GPT-o3はYZ Index 2026年6月のSmoke評価において、材料制約スコアが前日の97.50点から82.40点へと直接下落し、1日の下落幅は15.1点に達した。メインスコア全体も98.88点から92.08点に低下した。

次元別分析:異常が見られたのは材料制約のみ

コード実行次元は2日連続で100.00点を維持し、タスク表現も同様に100.00点を維持した。一方、工学的判断は73.20点から100.00点へと26.8点跳ね上がった。メインスコアを大きく引き下げた次元は材料制約のみであった。

Smoke評価は1日あたりわずか10問で、各次元2問ずつという構成のため、抽選によるばらつき自体がスコアの変動を引き起こす。15.1点の下落は、このような小サンプルテストにおいては、モデル能力の永続的な劣化ではなく、問題の難易度分布の変化によるものである可能性がある。

継続的な監視が必要か

現時点では1日分のデータのみであり、モデルの真の劣化を確認することはできない。材料制約スコア82.40点は依然として合格ラインを上回っており、誠実性評価はpassを維持し、コード実行とタスク表現への影響もなく、中核能力に系統的な崩壊は見られない。

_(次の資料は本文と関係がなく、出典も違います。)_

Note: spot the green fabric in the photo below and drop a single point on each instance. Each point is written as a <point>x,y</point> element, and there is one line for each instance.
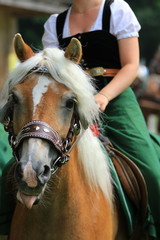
<point>6,205</point>
<point>124,125</point>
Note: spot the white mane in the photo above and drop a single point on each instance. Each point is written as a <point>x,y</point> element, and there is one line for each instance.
<point>64,71</point>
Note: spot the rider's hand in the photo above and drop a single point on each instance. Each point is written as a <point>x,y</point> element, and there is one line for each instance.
<point>102,101</point>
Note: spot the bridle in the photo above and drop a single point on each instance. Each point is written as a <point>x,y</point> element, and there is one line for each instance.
<point>41,130</point>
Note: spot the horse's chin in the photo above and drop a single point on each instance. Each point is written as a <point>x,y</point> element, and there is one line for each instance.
<point>27,200</point>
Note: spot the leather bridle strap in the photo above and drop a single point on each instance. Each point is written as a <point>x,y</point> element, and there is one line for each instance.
<point>39,129</point>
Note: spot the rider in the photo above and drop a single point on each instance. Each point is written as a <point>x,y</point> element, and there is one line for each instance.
<point>108,31</point>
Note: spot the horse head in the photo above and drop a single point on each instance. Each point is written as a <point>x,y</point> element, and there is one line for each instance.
<point>42,113</point>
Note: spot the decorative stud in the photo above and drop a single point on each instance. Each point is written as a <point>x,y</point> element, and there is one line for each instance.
<point>26,129</point>
<point>46,130</point>
<point>36,128</point>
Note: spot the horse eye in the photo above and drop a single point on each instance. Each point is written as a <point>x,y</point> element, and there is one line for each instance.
<point>70,103</point>
<point>14,98</point>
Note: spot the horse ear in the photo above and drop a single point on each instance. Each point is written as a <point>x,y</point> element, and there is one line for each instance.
<point>22,50</point>
<point>74,51</point>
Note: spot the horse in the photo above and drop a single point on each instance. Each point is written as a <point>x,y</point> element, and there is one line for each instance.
<point>63,180</point>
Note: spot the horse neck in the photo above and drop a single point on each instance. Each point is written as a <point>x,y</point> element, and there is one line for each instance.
<point>77,207</point>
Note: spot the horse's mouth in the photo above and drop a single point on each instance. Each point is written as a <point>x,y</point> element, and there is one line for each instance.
<point>27,200</point>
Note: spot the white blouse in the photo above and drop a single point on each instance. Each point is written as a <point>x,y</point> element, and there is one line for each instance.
<point>123,24</point>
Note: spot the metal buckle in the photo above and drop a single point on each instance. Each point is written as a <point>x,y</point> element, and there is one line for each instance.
<point>97,71</point>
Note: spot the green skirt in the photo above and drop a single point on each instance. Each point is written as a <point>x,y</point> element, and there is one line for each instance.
<point>124,124</point>
<point>6,203</point>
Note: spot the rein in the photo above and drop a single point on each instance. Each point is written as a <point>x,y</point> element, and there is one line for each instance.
<point>41,130</point>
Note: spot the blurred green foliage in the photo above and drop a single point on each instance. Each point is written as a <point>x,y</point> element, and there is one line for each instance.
<point>147,12</point>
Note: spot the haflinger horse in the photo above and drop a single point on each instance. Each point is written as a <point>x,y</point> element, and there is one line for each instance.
<point>47,105</point>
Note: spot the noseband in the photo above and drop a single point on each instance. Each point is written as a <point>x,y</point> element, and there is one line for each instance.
<point>41,130</point>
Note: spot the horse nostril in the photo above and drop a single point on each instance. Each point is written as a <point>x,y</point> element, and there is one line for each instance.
<point>18,172</point>
<point>45,175</point>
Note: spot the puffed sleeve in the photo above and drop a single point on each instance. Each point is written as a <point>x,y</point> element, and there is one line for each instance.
<point>123,22</point>
<point>49,38</point>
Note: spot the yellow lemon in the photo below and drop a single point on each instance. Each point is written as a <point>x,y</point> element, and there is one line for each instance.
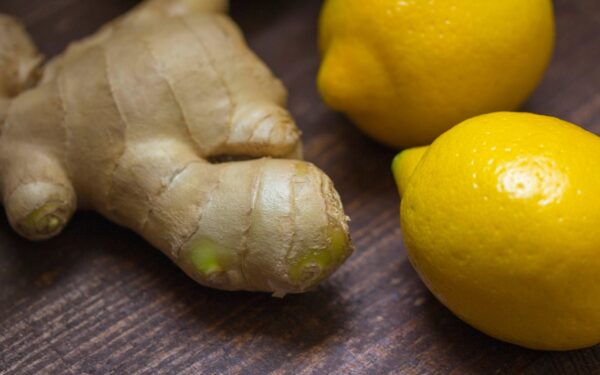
<point>405,71</point>
<point>501,219</point>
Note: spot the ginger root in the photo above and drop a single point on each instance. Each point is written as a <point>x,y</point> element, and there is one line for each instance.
<point>125,123</point>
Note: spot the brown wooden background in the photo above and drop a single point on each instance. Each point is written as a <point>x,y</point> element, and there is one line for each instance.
<point>99,300</point>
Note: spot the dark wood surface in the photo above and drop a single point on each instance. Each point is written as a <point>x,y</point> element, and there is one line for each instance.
<point>99,300</point>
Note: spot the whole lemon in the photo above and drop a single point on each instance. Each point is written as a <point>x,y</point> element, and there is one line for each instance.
<point>501,218</point>
<point>405,71</point>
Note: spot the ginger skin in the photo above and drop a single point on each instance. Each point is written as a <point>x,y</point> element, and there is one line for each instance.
<point>124,123</point>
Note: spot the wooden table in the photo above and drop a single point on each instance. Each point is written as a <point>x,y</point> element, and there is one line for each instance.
<point>98,299</point>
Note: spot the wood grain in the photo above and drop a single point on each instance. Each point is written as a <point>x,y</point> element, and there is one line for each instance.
<point>99,300</point>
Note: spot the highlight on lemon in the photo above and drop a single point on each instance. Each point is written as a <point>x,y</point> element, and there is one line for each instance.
<point>500,216</point>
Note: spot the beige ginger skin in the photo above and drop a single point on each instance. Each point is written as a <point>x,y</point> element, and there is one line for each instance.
<point>125,123</point>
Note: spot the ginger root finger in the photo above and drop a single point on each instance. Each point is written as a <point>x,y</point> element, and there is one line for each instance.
<point>163,93</point>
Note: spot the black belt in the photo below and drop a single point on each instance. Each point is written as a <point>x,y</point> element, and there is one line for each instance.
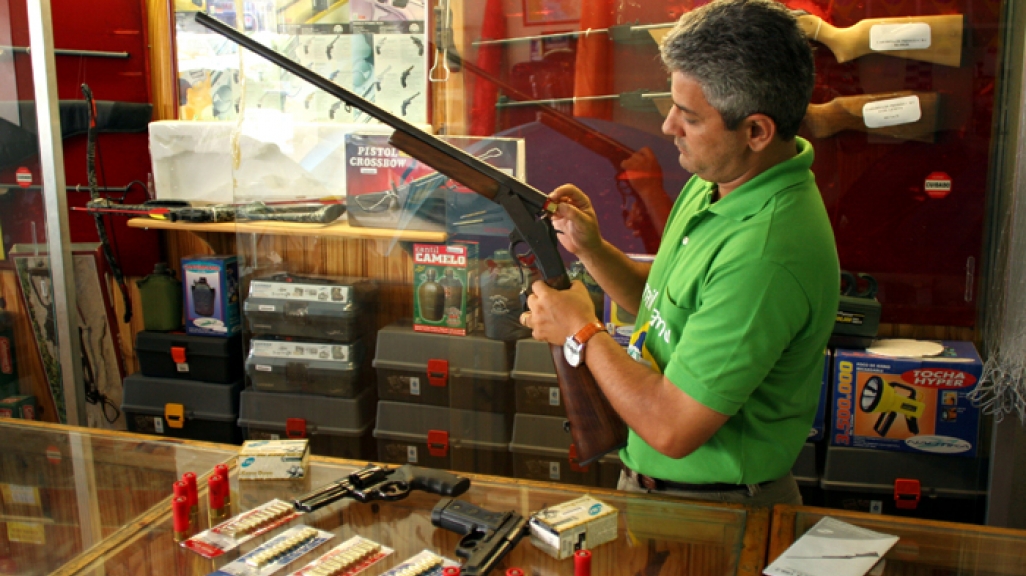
<point>649,483</point>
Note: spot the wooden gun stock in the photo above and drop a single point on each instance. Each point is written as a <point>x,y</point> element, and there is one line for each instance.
<point>944,46</point>
<point>845,113</point>
<point>595,427</point>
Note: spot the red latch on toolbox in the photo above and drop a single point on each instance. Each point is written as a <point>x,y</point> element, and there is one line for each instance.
<point>296,428</point>
<point>179,354</point>
<point>437,372</point>
<point>438,443</point>
<point>574,460</point>
<point>907,494</point>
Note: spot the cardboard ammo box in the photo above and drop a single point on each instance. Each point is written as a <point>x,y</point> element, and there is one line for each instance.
<point>273,459</point>
<point>182,409</point>
<point>211,295</point>
<point>926,486</point>
<point>314,368</point>
<point>581,524</point>
<point>446,295</point>
<point>916,405</point>
<point>176,354</point>
<point>443,437</point>
<point>467,373</point>
<point>338,427</point>
<point>535,382</point>
<point>319,308</point>
<point>542,451</point>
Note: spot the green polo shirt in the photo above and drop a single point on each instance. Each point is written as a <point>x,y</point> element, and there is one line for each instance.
<point>737,311</point>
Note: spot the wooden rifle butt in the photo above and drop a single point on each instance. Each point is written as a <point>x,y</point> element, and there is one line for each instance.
<point>595,427</point>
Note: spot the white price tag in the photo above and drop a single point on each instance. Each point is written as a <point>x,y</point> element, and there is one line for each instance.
<point>892,112</point>
<point>910,36</point>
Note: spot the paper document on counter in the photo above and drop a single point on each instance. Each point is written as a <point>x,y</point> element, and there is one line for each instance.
<point>832,547</point>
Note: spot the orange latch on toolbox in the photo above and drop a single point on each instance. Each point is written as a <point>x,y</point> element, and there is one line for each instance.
<point>437,372</point>
<point>575,466</point>
<point>438,443</point>
<point>175,415</point>
<point>179,354</point>
<point>907,493</point>
<point>296,428</point>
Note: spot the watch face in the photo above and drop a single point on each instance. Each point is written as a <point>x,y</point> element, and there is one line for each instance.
<point>571,351</point>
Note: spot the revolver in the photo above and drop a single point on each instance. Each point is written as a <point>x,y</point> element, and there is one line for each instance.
<point>377,483</point>
<point>487,536</point>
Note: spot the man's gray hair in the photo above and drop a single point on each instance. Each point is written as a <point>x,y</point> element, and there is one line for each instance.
<point>749,56</point>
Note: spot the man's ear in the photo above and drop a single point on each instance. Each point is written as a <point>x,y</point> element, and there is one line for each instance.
<point>761,131</point>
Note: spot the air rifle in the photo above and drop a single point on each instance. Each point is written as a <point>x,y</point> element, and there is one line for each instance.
<point>595,427</point>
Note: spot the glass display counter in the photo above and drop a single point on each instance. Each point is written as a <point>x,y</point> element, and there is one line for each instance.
<point>925,547</point>
<point>66,490</point>
<point>121,483</point>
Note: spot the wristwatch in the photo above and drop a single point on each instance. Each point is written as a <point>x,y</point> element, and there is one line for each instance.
<point>574,347</point>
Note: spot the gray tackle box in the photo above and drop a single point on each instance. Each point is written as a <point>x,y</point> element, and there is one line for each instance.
<point>535,383</point>
<point>462,372</point>
<point>338,427</point>
<point>334,309</point>
<point>541,449</point>
<point>443,437</point>
<point>313,368</point>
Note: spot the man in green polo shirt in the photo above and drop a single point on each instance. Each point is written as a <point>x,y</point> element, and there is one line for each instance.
<point>722,377</point>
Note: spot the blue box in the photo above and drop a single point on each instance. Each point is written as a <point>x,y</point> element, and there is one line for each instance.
<point>819,430</point>
<point>907,405</point>
<point>211,295</point>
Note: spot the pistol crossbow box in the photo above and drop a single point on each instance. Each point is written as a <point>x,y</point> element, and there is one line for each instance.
<point>330,369</point>
<point>319,308</point>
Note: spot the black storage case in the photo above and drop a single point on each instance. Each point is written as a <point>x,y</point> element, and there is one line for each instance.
<point>952,489</point>
<point>176,354</point>
<point>334,309</point>
<point>338,427</point>
<point>313,368</point>
<point>182,409</point>
<point>462,372</point>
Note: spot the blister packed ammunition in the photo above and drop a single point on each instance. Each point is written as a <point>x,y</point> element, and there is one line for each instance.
<point>286,545</point>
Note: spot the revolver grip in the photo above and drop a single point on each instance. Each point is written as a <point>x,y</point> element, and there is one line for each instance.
<point>435,482</point>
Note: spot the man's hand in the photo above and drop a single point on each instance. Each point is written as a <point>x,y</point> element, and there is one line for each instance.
<point>556,314</point>
<point>576,220</point>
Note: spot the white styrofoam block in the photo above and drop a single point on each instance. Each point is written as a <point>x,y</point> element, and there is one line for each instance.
<point>277,158</point>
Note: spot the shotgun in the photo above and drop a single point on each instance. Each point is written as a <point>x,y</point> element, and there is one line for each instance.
<point>935,39</point>
<point>851,113</point>
<point>595,427</point>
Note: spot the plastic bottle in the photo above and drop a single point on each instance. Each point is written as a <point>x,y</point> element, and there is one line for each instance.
<point>501,285</point>
<point>454,297</point>
<point>161,296</point>
<point>431,299</point>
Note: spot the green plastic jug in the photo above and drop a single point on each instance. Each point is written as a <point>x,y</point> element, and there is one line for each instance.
<point>161,296</point>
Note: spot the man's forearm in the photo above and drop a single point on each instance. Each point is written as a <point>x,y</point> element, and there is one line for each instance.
<point>620,276</point>
<point>665,417</point>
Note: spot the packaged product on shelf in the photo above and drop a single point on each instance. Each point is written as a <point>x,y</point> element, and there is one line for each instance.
<point>211,295</point>
<point>308,306</point>
<point>907,395</point>
<point>445,288</point>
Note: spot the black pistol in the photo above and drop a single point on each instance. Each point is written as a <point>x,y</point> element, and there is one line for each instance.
<point>376,483</point>
<point>487,536</point>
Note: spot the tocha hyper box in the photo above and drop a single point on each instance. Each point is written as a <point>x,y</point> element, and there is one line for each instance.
<point>907,405</point>
<point>445,288</point>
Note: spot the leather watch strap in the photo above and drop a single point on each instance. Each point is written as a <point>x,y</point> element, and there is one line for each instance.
<point>591,329</point>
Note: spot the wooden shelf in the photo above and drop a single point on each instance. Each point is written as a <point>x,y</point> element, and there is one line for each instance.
<point>337,229</point>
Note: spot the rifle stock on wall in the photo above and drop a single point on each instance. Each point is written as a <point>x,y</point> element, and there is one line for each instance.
<point>595,427</point>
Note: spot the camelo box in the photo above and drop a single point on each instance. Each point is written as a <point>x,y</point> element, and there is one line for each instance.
<point>907,405</point>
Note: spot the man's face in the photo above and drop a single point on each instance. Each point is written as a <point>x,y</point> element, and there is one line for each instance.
<point>707,148</point>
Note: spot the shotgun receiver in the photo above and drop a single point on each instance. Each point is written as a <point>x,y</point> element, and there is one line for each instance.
<point>595,427</point>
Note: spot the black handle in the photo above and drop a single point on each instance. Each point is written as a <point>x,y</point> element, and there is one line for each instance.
<point>435,482</point>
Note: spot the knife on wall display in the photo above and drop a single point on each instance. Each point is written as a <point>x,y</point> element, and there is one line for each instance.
<point>936,39</point>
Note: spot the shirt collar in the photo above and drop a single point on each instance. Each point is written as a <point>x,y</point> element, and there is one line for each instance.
<point>749,198</point>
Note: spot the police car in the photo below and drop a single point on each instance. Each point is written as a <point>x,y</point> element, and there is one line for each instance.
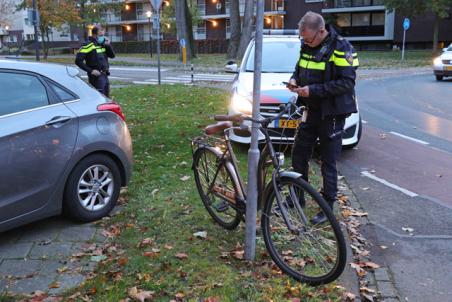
<point>442,65</point>
<point>280,52</point>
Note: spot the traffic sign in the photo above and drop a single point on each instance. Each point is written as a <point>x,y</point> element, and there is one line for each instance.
<point>156,4</point>
<point>406,24</point>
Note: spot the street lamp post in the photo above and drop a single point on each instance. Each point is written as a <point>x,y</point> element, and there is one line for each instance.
<point>149,15</point>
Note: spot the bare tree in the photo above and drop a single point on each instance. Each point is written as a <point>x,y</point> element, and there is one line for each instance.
<point>234,41</point>
<point>7,9</point>
<point>248,20</point>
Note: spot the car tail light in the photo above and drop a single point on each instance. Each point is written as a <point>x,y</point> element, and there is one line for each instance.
<point>113,107</point>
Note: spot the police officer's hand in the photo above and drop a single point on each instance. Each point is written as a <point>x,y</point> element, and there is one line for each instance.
<point>302,91</point>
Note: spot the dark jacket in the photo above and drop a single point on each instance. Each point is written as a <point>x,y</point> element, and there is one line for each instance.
<point>330,72</point>
<point>92,55</point>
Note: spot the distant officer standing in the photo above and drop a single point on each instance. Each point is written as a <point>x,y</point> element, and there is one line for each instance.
<point>93,58</point>
<point>325,75</point>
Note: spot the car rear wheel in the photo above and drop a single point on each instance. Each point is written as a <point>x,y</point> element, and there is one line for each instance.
<point>92,188</point>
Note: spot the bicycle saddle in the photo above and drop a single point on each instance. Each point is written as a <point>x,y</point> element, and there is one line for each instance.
<point>216,128</point>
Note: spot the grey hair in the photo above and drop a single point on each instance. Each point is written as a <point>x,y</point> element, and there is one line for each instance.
<point>312,21</point>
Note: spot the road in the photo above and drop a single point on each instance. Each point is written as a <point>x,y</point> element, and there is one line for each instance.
<point>401,174</point>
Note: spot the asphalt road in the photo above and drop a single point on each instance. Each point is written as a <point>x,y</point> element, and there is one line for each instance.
<point>401,174</point>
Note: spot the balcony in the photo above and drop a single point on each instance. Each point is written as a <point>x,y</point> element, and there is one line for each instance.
<point>353,3</point>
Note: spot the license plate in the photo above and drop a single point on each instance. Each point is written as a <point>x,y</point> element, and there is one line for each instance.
<point>293,124</point>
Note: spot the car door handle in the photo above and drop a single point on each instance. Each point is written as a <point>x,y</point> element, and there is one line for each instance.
<point>58,120</point>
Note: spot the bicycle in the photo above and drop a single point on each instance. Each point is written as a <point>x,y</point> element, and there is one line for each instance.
<point>309,253</point>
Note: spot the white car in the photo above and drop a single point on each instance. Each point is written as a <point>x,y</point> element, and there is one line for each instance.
<point>442,65</point>
<point>279,56</point>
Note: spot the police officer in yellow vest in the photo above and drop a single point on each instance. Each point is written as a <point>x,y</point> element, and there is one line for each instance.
<point>325,78</point>
<point>93,58</point>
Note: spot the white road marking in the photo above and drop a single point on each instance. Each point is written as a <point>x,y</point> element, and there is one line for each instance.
<point>410,138</point>
<point>388,184</point>
<point>136,69</point>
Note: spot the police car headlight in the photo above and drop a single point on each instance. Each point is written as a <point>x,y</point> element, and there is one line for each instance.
<point>241,103</point>
<point>437,61</point>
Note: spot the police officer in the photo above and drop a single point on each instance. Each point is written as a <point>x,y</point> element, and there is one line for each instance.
<point>325,78</point>
<point>93,58</point>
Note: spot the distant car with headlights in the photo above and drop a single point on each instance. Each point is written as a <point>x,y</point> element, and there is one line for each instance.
<point>279,56</point>
<point>442,65</point>
<point>63,145</point>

翌日も材料制約スコアが引き続き85点を下回り、かつ工学的判断が低下した場合、学習後フェーズにおける制約メカニズムの緩みが生じている可能性があり、その際は監視頻度を高める必要がある。

1日単位のSmoke テストは長期的な能力判断の根拠というよりも、即時の異常を捉えるのに適している。GPT-o3の今回の変動は抽選の範囲内である可能性が高く、より信頼性の高い判断を下すには2〜3日連続での観察が必要である。